Let me put this another way. The future of music is digital, with home media servers combined with Internet downloads. You may like the iPod, but are you happy to commit to Apple as your supplier for devices that will play the music you buy, forever? Alternatively, if some other cool device for home or pocket emerges in future, are you happy to re-purchase your music to support some other variety of DRM?

In mitigation, we are talking audio files here. You can unprotect iTunes music pretty easily, either by recording the audio via an analogue connection, or by burning a CD and re-ripping the CD to your PC. The snag in both cases is inconvenience and loss of quality. Generally you can go from a lossy format to a lossless type without any problem, but if you then re-rip to another lossy format, the compound effect of processing and re-processing the sound will spoil the quality.

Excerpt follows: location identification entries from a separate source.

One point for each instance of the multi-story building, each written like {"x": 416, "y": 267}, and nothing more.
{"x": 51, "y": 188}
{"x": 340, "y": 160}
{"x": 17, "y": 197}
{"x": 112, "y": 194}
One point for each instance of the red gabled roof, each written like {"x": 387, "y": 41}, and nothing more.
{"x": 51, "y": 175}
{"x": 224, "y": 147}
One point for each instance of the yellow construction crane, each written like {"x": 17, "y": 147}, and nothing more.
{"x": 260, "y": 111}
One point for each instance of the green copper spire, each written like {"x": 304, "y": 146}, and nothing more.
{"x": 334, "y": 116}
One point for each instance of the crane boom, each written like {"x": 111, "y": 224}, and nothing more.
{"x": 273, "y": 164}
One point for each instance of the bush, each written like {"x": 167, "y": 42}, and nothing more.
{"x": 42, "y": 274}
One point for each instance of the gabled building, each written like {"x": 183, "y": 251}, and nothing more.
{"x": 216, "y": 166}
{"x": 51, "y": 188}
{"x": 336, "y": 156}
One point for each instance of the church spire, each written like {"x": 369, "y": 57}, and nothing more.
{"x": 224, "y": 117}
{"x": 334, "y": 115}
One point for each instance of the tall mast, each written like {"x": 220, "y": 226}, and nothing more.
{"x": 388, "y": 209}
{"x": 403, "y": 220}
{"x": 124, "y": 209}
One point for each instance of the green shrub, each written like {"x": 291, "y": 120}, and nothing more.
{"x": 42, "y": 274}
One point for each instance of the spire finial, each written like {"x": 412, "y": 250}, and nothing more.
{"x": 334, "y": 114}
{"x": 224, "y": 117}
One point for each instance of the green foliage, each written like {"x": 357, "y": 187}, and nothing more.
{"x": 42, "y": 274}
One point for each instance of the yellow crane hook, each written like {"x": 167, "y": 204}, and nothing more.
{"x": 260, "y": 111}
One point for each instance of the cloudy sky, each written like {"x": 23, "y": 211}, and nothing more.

What about Microsoft’s protected WMA format, is that any different? It is somewhat more flexible, simply because Microsoft’s policy is to license it to all comers. However, Apple has no intention of supporting protected WMA, so these files won’t play on an iPod any time soon.

Fortunately, there is a better solution. Don’t buy music from iTunes; buy the CD instead. You can still use the iPod; the quality is better, and it is generally free of DRM.


The iPod is the best-designed music player I’ve come across. It earns top place in appearance and usability. In terms of features, it is a mixed bag. There are lots of Apple and third-party accessories, but it would be nice to find things like voice recording and FM radio built-in. Recording generally is a major weakness.

Is an iPod worth the extra over something like the Creative Zen Xtra? As ever, it depends. If you value style and usability highly, or have your eye on an in-car adaptor, then yes. If you just want an MP3 player and portable hard drive, the cheaper alternatives are fine. If you need recording features, don't get either; go for an iRiver device instead.